* Kadınların Cihada Katılmaları: Kadınların İmam Hüseyin'in (a.s) kıyamına katılmaları, İmamla tek yürek olduklarının ve İmam'a verdikleri desteğin bir göstergesiydi. Örneğin, Küfe'de Müslim'e yardım edenin kadın olması, Kerbela şehitlerinden bazılarının eşlerinin onlara destek vermeleri, tıpkı Huli'nin karısı gibi Küfe ordusundan bazı kadınların bu cinayetlere itiraz etmeleri.
* Sabır Dersi: Kerbela hadisesinin derslerinden biri de, kadınların gözleri önünde yakınlarının şehit olmalarını görüp buna tahammül etmeleridir. Bu sabrın başını çeken de Hz. Zeynep (s.a) idi.
* Mesajın Ulaştırılması: Kadınların ve kızların, esaret yolculuğunda ve Medine ٙye döndüklerindeki anlattıkları şeyler, şehitlerin kanının koruyucusu oldu. Onlar, zamana ve mekâna göre bazen hutbe şeklinde, bazen de bire bir konuşmalarla Kerbela hadisesini insanlara anlatıyorlardı.
* Psikolojik Destek: Birçok savaşta kadınların bulunması, erkeklere psikolojikman destek sağlayıp, moral aşılamaktadır. Kerbela sahnesinde de durum bundan ibaretti. Anneler ve eşler, şehitler üzerinde bu etkiyi sağlamışlardır.
* Yaralıların Tedavisi: Hastalara bakmak, yaralıları tedavi etmek, savaşlarda özellikle de Kerbela hadisesinde kadınları ön plana çıkarmıştır. Örnek olarak, Hz. Zeynep'in İmam Seccad'a (a.s) bakması gösterilebilir.
* İdarecilik: Kerbela hadisesinde Hz. Zeynep'in (s.a) esirlerin sorumluluğunu yüklenmesi, çok zor şartlarda gerektiğinde kadının idarecilik vazifesini üstlenebileceği dersi vermektedir. O, geride kalanları kıyamın hedeflerine göre yönlendiriyordu. Düşmanın oyunlarını boşa çıkarıyordu.
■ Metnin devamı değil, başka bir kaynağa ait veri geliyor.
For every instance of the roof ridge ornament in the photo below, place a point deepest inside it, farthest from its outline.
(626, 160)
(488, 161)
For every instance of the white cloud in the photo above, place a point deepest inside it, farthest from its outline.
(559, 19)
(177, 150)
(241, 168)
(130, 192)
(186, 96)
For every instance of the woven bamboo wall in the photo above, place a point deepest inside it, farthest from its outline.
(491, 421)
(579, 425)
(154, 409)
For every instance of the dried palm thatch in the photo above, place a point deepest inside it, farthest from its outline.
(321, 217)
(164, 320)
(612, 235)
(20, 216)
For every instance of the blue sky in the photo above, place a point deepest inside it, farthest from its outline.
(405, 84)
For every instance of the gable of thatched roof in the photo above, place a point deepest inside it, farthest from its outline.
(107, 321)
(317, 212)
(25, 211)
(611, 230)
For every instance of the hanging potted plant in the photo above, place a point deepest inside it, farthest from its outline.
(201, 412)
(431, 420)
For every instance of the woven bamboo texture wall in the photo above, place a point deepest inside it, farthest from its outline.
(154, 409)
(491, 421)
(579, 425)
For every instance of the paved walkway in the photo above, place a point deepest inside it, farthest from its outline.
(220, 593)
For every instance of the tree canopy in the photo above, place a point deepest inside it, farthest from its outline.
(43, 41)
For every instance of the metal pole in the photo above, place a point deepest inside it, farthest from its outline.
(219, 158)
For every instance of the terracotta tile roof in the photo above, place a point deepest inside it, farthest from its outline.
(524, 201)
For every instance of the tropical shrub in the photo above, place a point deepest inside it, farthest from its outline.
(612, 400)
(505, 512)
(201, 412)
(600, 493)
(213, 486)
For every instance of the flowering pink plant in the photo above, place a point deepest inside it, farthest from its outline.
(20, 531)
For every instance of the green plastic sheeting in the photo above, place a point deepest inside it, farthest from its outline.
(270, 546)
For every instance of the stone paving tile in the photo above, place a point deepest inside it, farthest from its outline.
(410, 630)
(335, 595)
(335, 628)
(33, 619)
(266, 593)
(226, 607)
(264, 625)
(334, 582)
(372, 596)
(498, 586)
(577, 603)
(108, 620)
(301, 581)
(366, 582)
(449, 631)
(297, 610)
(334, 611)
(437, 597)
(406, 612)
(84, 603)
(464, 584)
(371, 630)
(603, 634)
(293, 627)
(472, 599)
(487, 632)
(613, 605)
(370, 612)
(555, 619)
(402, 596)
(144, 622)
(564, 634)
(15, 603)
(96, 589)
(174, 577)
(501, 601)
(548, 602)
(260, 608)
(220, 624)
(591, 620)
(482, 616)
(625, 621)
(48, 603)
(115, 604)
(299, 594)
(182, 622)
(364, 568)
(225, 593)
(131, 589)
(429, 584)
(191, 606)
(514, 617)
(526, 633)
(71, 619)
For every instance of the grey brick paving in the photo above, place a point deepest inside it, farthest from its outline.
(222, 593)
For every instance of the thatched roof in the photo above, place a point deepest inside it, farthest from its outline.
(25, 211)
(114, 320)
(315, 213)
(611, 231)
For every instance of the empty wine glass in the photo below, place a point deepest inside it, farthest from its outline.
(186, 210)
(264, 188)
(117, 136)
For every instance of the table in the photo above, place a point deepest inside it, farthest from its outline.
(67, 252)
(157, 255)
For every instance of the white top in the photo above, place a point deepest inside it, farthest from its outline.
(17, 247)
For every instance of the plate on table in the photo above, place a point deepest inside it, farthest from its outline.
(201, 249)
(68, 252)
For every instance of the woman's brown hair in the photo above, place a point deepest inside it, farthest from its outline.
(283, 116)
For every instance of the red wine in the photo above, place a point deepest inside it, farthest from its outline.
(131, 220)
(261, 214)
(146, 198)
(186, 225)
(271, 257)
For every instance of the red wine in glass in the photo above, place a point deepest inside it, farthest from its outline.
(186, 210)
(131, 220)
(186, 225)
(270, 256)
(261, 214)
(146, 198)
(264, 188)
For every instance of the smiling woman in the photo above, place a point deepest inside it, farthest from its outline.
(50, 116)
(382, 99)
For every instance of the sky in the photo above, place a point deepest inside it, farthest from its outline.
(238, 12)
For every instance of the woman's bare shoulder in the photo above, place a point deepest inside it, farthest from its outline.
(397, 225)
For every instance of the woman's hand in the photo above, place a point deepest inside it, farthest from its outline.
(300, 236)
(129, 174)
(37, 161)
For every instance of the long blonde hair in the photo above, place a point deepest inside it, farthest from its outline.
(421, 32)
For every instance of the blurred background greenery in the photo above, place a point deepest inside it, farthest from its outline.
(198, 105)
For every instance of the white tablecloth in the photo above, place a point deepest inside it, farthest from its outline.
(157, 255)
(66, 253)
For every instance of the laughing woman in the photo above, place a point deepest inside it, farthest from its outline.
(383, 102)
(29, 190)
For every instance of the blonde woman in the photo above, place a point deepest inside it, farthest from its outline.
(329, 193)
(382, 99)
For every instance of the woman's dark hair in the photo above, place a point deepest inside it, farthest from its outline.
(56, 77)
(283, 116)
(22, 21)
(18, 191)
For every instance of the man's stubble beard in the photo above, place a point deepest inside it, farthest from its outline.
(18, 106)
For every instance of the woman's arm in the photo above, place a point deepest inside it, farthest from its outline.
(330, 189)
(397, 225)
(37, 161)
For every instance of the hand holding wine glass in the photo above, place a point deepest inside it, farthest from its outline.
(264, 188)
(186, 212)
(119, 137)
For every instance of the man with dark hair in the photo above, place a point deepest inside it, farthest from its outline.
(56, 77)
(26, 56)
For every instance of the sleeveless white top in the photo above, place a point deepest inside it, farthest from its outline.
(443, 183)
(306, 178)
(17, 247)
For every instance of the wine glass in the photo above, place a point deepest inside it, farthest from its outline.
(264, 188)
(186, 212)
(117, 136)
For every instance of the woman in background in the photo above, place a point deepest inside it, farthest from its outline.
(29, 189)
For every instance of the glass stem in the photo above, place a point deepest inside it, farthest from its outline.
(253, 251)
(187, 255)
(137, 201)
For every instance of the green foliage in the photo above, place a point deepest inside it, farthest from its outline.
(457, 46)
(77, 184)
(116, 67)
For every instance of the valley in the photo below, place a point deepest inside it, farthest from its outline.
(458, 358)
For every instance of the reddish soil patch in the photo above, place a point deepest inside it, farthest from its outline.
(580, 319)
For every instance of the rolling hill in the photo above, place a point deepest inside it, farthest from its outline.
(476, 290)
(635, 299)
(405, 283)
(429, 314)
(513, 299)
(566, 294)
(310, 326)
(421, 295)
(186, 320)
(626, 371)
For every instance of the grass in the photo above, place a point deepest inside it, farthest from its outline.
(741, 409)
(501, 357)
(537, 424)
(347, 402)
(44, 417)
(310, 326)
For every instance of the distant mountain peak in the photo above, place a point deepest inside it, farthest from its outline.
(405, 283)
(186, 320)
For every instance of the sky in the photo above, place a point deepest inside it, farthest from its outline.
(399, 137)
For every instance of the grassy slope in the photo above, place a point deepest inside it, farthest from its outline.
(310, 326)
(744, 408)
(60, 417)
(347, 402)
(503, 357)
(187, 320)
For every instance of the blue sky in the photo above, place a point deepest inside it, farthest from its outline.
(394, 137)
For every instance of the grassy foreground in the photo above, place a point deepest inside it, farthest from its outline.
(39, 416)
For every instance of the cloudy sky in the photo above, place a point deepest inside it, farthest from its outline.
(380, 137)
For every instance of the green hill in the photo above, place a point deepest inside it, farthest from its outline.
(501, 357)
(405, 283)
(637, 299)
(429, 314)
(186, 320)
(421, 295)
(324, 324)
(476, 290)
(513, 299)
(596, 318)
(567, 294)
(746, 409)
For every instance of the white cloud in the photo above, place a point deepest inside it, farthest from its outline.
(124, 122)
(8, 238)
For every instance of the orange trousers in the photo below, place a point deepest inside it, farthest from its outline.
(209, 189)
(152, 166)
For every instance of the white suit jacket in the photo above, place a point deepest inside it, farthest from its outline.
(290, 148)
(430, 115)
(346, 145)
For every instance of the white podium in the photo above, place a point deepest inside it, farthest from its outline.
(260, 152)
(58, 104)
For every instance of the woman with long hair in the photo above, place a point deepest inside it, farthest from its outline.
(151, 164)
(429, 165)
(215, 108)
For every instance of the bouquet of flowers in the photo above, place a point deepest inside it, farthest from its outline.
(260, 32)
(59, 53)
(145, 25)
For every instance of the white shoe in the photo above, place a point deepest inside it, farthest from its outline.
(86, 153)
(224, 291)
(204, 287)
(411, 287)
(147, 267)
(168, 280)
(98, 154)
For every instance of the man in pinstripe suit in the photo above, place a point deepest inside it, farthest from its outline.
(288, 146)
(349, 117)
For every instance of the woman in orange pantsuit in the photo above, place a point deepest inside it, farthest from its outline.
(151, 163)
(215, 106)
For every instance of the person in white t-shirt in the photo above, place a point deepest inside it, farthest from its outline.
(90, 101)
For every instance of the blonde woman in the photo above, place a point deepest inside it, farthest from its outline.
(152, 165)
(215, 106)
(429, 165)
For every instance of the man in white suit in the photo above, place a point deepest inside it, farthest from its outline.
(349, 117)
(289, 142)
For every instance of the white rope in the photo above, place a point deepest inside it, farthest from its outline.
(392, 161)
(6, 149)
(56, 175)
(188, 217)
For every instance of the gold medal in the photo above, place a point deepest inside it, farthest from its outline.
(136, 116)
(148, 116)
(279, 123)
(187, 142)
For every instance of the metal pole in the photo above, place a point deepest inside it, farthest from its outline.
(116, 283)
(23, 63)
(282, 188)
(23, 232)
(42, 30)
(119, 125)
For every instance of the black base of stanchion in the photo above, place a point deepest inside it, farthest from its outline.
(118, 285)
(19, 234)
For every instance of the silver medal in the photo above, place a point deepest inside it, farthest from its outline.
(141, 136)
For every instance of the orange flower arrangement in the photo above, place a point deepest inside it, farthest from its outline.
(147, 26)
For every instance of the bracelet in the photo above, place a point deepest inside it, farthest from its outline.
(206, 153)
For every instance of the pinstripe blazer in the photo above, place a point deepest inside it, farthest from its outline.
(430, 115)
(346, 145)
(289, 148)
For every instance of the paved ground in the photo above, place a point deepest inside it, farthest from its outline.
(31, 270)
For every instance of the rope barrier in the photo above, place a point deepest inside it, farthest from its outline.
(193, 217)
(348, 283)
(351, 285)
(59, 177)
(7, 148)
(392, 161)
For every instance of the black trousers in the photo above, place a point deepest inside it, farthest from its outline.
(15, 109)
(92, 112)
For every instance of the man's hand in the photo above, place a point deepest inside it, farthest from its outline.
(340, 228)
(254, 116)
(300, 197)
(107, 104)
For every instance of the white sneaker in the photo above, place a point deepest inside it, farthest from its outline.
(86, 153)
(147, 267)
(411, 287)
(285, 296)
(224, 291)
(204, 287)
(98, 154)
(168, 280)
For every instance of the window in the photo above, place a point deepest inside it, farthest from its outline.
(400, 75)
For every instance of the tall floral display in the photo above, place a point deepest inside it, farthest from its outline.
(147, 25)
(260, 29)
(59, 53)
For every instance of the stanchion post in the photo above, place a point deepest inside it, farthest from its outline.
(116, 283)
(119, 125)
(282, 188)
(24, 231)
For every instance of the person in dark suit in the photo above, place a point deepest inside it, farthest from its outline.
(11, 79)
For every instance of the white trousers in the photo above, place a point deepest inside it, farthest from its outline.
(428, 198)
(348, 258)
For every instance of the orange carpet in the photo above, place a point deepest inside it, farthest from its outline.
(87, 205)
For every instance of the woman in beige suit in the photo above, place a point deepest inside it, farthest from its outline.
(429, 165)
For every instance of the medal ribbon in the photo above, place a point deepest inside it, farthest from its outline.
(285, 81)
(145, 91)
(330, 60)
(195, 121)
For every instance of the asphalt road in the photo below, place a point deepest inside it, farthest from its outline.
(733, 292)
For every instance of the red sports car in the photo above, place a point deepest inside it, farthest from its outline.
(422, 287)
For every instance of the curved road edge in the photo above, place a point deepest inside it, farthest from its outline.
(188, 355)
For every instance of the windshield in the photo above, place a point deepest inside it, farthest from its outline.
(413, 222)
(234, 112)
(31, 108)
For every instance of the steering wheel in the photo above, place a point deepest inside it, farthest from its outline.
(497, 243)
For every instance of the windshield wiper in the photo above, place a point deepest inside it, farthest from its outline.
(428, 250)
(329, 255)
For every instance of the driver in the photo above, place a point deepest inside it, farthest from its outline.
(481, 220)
* Değerlerin Korunması: Kerbela ٙnın kahraman kadınlarından alınacak diğer bir ders de, dini değerlerini korumak için sürekli itirazlarda bulunmuş olmalarıdır. Ümmü Gülsüm, Küfelilere seslenerek:
"Peygamber ailesini izlemek için mi toplandınız" diye bağırıyordu.
Esir olmalarına rağmen iffetlerini korumaya yönelik itirazları her yerde göze çarpmaktadır. Küfe'de bir eve yerleştirildiklerinde Hz. Zeynep, kadın hizmetçilerin dışında kimsenin oraya girmesine izin vermiyordu. Hz. Zeynep (s.a), Yezid'in meclisinde kadınların dolaştırılmasına şöyle itiraz etmiştir:
"Ey Yezit! Esir olarak şehir şehir dolaştırmakla bu geniş yeryüzünü ve bu fezayı bize dar ettiğini, bizi Allah katında hor ve zelil, kendini de yücelttiğini ve bu olaylarında senin yüce makamının bir eseri olduğunu mu sanıyorsun?
Ey (Mekke'nin fethi sonrasında) Azat edilenlerin oğlu! Kendi kadın ve cariyelerini perde ardında tutup, Resulullah'ın (s.a.a) kızlarını da yüzü açık ve örtüsüz olarak düşmanlarının yanında şehir şehir dolaştırman ve her konağın sakinlerine göstermen, yabancıya ve aşinaya, alçaklara ve şerefli insanlara, bu himayesiz esirleri göstermen insaf ve adalet midir?"
Bunun gibi birçok örnek vardır ki, iffet ve değerleri koruma adına birçok dersler içermektedir.
* Esaretin Mahiyetini Değiştirmek: Kerbela esirleri, bu esareti özgürlüğe çevirdiler. Esaret kalıbında gerçek esirlere özgürlük dersi verdiler.
* Dramatik Boyutu Öne Çıkarmak: Kadınların ağlamaları, feryat ve figanları, şehitlere yas tutmaları, insanların duygularını harekete geçirip, çok etkileyerek bu hadisenin bu şekilde devamlılığını sağlamıştır.
Aşura kültüründe yaşamak, var olup nefes almaktan öte bir anlam taşımaktadır. İmam Hüseyin (a.s) özgürlük olmadan yaşamayı, değersiz ve zillet olarak tanımlamıştır. Bu kültürde izzetle ölmek, yaşamaktır, zilletle yaşamaksa ölümdür. İmam Ali (a.s) şöyle buyuruyordu:
"Zilletle yaşamanız ölüm, izzetle ölmeniz ise yaşamanızdır."
İmam Hüseyin (a.s), sözlerinde ölümü saadet, zalimlerle yaşamayı ise zillet olarak saymıştır. Başka bir sözünde de, ölümü dünya sıkıntılarından çıkıp, ahiret nimetlerine kavuşma köprüsü olarak nitelemiştir.
Kasım (a.s), ölümü "Baldan daha tatlıdır" diye nitelemiş, Ali Ekber (a.s) "Hak üzere olduktan sonra neden ölümden korkalım" demiştir. Tasua gecesi, İmam herkese "Biatimi kaldırdım gidin" dediğinde, hepsinin cevabı: "Senden sonra yaşamak için mi gidelim?" olmuştu. Müslim b. Akil'in evlatları şöyle demişlerdi "Senin yolunda şehit oluncaya dek savaşacağız. Senden sonraki bir hayata vay olsun."
Zuheyr b. Kayn, Aşura günü meydana çıktığında Şimr ile aralarında bir takım konuşmalar geçti. O sırada Zuheyr, şöyle dedi:
"Beni ölümle mi korkutuyorsun? Ant olsun Allah'a Hüseyin ile ölmek, bana göre sizinle ebedi olarak yaşamaktan daha sevimlidir."